Ob alte oder neue Wolle, Sattler will beide verwerten: "Am Bau ist keine Zeit, großartig zu trennen." Zuerst muss der Abfall kleiner werden: "Es ist wichtig, das Volumen zu verringern, um Verwertungs- oder Recyclingoptionen überhaupt durchführen zu können." Dazu haben Sattler und ihr Team die Wolle zerkleinert, zementgebunden und brikettiert. So kann man sie schon besser deponieren.
Von hier aus hat Sattler drei mögliche Wege gefunden, um die Wolle in den Wertstoffkreislauf zu bringen. Der erste ist der "reizvollste": Recycling. Im Labor hat Sattler es geschafft, alten Mineralwollabfall mit anderen Abfällen zu konditionieren und so wieder neue Mineralwolle herzustellen. "Aus alt und gefährlich machen wir neu und ungefährlich." Groß angelegte Versuche sollen in den kommenden zwei Wochen folgen.

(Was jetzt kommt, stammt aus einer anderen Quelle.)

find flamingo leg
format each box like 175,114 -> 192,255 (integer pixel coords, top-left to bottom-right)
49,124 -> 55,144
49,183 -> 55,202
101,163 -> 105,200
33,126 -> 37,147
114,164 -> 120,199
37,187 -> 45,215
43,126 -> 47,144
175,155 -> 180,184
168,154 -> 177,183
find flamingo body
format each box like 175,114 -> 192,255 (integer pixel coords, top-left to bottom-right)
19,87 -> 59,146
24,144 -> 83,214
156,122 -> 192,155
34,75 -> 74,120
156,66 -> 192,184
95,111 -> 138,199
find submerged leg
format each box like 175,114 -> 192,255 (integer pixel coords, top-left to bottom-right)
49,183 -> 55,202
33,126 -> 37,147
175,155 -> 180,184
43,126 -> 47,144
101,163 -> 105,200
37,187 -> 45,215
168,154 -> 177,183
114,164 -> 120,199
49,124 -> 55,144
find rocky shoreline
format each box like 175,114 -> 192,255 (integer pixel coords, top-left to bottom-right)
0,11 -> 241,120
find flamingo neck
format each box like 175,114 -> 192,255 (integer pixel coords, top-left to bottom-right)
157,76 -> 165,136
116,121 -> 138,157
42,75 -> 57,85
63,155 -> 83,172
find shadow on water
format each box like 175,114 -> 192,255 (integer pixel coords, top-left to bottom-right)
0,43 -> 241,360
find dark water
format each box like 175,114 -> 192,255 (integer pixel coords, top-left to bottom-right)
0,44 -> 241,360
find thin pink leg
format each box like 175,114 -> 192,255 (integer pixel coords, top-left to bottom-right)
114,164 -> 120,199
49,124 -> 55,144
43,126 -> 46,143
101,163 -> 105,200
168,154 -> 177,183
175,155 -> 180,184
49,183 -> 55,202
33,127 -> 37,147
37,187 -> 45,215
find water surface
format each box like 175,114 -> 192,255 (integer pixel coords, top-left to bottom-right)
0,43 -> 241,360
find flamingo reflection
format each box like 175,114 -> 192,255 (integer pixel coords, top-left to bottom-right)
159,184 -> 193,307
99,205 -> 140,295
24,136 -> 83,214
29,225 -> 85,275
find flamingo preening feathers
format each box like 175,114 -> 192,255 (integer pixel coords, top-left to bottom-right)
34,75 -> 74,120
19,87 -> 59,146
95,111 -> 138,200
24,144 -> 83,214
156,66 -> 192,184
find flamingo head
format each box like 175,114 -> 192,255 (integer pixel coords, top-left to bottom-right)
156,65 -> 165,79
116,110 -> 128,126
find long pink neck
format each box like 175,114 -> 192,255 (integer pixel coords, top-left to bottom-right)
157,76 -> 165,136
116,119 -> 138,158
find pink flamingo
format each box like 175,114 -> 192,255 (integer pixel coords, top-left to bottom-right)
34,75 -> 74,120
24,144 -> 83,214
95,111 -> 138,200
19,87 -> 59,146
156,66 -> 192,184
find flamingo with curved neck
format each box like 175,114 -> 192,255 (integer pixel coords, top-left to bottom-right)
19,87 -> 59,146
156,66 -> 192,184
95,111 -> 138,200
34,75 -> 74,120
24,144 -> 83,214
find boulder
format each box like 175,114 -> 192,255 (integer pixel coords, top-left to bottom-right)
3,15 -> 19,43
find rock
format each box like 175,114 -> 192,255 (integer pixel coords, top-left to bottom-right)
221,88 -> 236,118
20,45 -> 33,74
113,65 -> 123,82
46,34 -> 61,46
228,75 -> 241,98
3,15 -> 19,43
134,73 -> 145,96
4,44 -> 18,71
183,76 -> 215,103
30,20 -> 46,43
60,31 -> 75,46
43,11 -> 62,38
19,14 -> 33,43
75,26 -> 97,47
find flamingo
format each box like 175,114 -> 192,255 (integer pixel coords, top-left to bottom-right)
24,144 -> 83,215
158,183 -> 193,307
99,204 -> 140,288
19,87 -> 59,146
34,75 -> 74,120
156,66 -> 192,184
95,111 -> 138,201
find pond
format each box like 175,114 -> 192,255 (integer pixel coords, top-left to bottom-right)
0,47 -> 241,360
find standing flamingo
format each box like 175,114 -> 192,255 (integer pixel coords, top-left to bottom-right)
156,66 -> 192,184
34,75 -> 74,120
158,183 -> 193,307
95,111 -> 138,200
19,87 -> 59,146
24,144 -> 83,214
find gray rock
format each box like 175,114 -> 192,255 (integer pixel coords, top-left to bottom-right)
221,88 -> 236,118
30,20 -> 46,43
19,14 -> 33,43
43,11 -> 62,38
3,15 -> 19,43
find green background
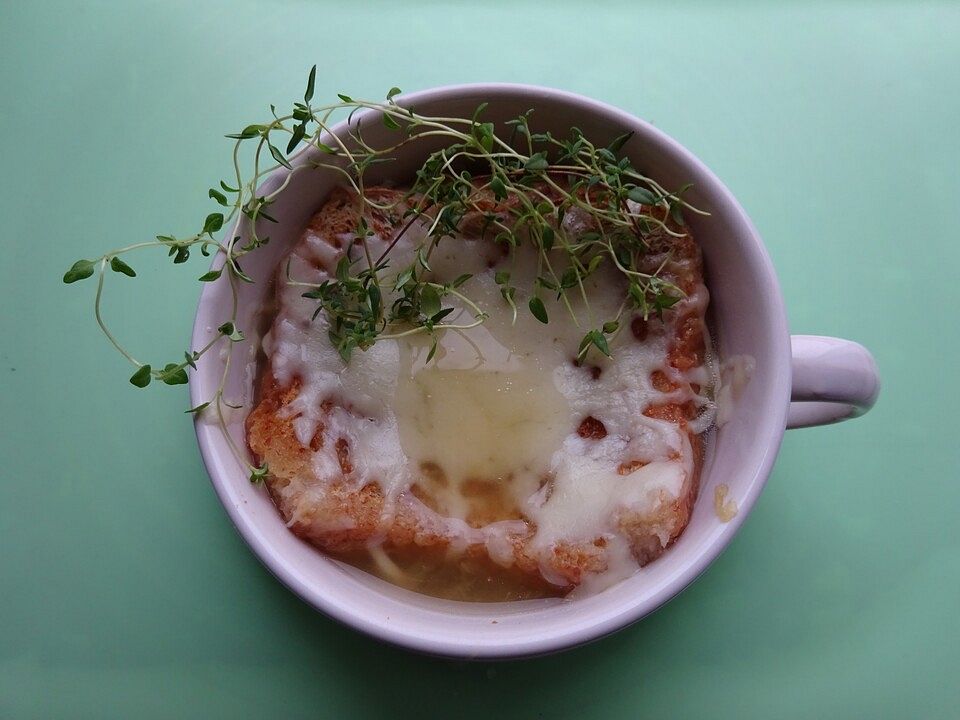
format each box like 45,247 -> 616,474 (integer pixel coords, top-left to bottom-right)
0,0 -> 960,718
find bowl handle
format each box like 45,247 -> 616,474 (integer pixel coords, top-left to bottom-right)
787,335 -> 880,428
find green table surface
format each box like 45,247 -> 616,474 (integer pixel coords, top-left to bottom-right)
0,0 -> 960,718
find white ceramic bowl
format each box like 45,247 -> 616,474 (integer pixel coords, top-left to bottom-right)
190,84 -> 878,658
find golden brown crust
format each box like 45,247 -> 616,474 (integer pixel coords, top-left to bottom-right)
246,188 -> 705,591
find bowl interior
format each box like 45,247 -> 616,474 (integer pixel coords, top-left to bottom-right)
191,85 -> 790,657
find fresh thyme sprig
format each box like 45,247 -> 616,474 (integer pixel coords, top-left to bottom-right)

Eine Alternative ist, die gebrauchte Mineralwolle in der Zementindustrie einzusetzen. Hier kann sie natürliche Rohstoffe wie Kalk ersetzen. Und im Bergversatz kann die Wolle einsturzgefährdete Hohlräume stabilisieren. "Indem das Material in eine selbsterhärtende Bindemittelmatrix eingeführt wird", sagt Sattler.
Frauen für Technik begeistern
Ihre Forschungsergebnisse sind bei der Regierung angekommen. Sie bilden die wissenschaftliche Grundlage für die Änderung der Deponieverordnung. Demnach ist es eben ab 2027 nicht mehr erlaubt, Mineralwollabfälle zu deponieren. Spätestens dann sollte Sattlers Forschung also in der Praxis angekommen sein. Sie hofft schon früher darauf: "Innerhalb der nächsten drei Jahre ist vorgesehen, dass Firmen die Ergebnisse umsetzen." Mit Ende Juli ist das Projekt vorerst abgeschlossen, an einem Antrag für ein Folgeprojekt arbeitet Sattler.
Zur Technik gekommen ist die 31-Jährige übrigens über ein "Frauen in die Technik"-Praktikum. "Ich wollte eigentlich Orgel studieren", erzählt sie. Jetzt setzt sie sich dafür ein, junge Frauen in männerdominierten Sparten zu fördern. "Ich will zeigen, dass Frauen genauso eine erfolgreiche Technik-Karriere hinlegen können."